Game Development Reference
In-Depth Information
8.4.4 Global Positioning System (GPS)
Today's smart phones and tablets come with GPS receivers. These devices
calculate their position on the earth by bouncing signals off the satellites
of the global positioning system. The GPS was conceived by the American
Department of Defense (DOD) in 1973 with the first satellites being
launched in 1978. In 1993 the DOD decided to make it free for civilian
use. The official name of the system is NAVSTAR (Navigation System for
Timing and Ranging).
The GPS consists of 30 satellites orbiting the earth within a distance of 20,200
kilometers. The satellites are solar powered and circle the globe two times
each day. The configuration of the satellites is such that at any location
on the Earth's surface at least four are visible in the sky.
The GPS receiver in a mobile device calculates its position through analysis
of the high-frequency, low-power radio signals emitted by the satellites.
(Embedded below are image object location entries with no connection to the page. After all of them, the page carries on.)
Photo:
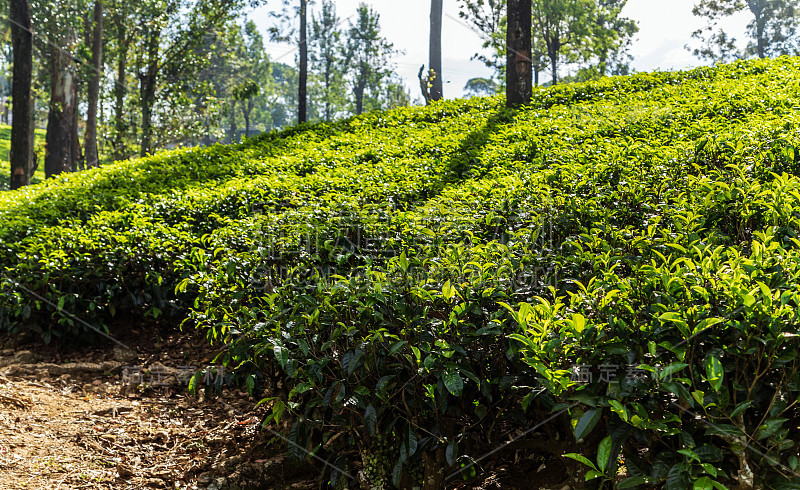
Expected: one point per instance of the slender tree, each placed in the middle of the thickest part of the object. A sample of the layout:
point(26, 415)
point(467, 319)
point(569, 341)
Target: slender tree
point(90, 135)
point(21, 153)
point(435, 77)
point(302, 94)
point(488, 19)
point(519, 71)
point(62, 154)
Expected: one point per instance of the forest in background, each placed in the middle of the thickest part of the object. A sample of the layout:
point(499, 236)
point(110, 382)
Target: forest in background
point(110, 80)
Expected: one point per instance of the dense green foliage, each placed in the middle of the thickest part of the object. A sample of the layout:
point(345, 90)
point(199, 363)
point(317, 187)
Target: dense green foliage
point(434, 275)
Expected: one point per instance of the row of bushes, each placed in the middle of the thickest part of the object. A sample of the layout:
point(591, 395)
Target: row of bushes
point(407, 289)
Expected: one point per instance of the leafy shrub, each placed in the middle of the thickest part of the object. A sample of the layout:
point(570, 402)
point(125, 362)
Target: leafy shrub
point(407, 289)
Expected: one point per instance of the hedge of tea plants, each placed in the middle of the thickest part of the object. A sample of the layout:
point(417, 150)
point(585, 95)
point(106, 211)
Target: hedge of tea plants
point(606, 280)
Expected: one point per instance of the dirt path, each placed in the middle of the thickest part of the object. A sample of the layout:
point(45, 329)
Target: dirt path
point(69, 425)
point(105, 418)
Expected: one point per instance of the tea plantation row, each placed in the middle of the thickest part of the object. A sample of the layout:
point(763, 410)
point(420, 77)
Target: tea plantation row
point(608, 278)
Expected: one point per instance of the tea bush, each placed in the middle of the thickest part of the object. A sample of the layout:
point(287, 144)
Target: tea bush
point(608, 276)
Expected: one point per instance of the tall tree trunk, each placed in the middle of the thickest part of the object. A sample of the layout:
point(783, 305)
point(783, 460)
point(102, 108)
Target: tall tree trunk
point(359, 92)
point(302, 91)
point(61, 116)
point(148, 89)
point(119, 86)
point(21, 152)
point(519, 69)
point(435, 77)
point(328, 70)
point(247, 108)
point(232, 137)
point(90, 135)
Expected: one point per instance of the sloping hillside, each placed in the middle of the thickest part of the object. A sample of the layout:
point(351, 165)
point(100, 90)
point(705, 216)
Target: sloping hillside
point(5, 144)
point(611, 272)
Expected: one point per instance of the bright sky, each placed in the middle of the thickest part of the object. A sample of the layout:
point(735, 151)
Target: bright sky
point(664, 28)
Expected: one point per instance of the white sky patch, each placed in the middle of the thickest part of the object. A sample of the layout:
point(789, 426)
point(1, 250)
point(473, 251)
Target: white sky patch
point(665, 27)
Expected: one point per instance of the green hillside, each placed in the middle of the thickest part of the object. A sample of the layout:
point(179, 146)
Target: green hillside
point(5, 142)
point(612, 272)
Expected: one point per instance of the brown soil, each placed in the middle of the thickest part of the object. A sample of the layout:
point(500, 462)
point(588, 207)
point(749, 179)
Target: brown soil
point(80, 418)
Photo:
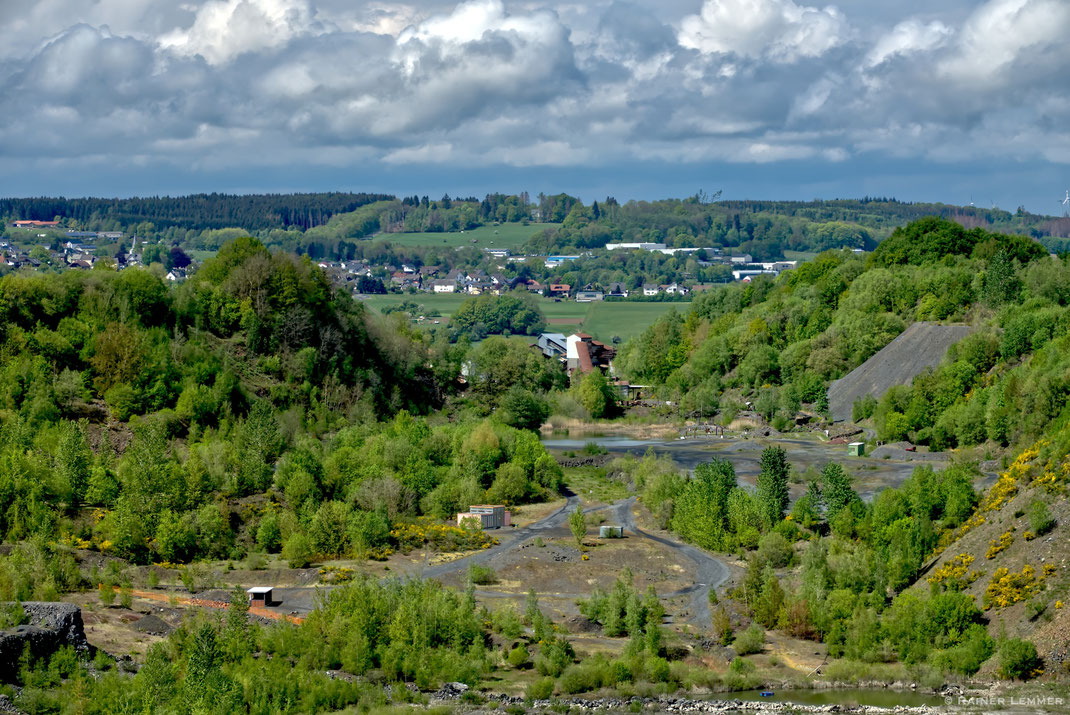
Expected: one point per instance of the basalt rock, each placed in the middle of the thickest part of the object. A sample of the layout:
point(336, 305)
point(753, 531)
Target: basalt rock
point(51, 626)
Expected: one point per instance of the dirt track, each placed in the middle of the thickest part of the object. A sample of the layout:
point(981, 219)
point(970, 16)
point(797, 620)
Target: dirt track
point(706, 571)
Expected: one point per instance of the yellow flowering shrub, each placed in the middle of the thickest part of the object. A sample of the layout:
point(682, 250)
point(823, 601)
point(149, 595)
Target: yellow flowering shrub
point(336, 575)
point(442, 536)
point(1007, 588)
point(956, 573)
point(997, 496)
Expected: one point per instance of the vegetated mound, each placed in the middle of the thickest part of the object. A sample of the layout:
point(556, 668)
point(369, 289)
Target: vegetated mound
point(1012, 557)
point(920, 346)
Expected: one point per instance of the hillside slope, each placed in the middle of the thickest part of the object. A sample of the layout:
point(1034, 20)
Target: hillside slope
point(920, 346)
point(1017, 573)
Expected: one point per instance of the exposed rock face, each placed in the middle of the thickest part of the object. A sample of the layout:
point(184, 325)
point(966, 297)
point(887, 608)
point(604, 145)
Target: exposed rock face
point(51, 626)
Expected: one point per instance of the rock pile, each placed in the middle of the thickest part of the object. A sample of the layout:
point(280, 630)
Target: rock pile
point(51, 626)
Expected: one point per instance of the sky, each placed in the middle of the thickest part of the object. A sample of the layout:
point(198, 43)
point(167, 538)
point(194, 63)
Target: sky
point(953, 101)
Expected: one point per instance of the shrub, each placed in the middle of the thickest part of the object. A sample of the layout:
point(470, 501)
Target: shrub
point(1018, 659)
point(1040, 518)
point(579, 679)
point(775, 550)
point(107, 594)
point(297, 550)
point(482, 575)
point(519, 657)
point(540, 689)
point(722, 626)
point(12, 614)
point(750, 640)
It
determines its distance from any four of the satellites it is able to detect
and works out its position. The process is called trilateration .
Trilateration finds the intersection of a number of circles or spheres. In the
case of 3D space and the GPS system, for each detected satellite a sphere
can be imagined around each with a radius equal to the distance to the
satellite calculated by the GPS device. The location of each satellite is known,
as the DOD monitors them constantly to ensure that they are aligned. With
this information from four satellites and including the earth itself as another
sphere in the equation, the location of the GPS device can be restricted to the
area in which all spheres intersect. This process is illustrated in Figure 8.7
with just two spheres. The typical accuracy of GPS in mobile devices
is around 10 meters.
Possibly the largest GPS-based game is Geocaching . It's a worldwide
treasure hunt involving the hiding and locating of small boxes of items
placed all around the globe. The GPS positions of geocaches are registered
on the Web. Using a GPS navigation system, people scour the earth,
arriving at the correct coordinates and then searching in the vicinity for a
box, canister, or jar hidden cleverly under a pile of sticks, behind a brick,
or even inside hollow fence poles. When found, the person records his
or her presence on the log book inside and leaves a small token or gift.
More details about the geocaching phenomenon can be found at .
The general genres of games that include geocaching are known as location-
based games. Most are in the format of real-world scavenger hunts, such
as visiting locations for points or virtual artifacts. Tourality ( http://tourality
.com/ ) is one such game; see Figure 8.8 . The goal is to reach as many
predefined GPS locations (stored in game sets) in the shortest amount of time.
Tourality generates game sets based on the location of the player. It is possible
to play in single player or multiplayer mode.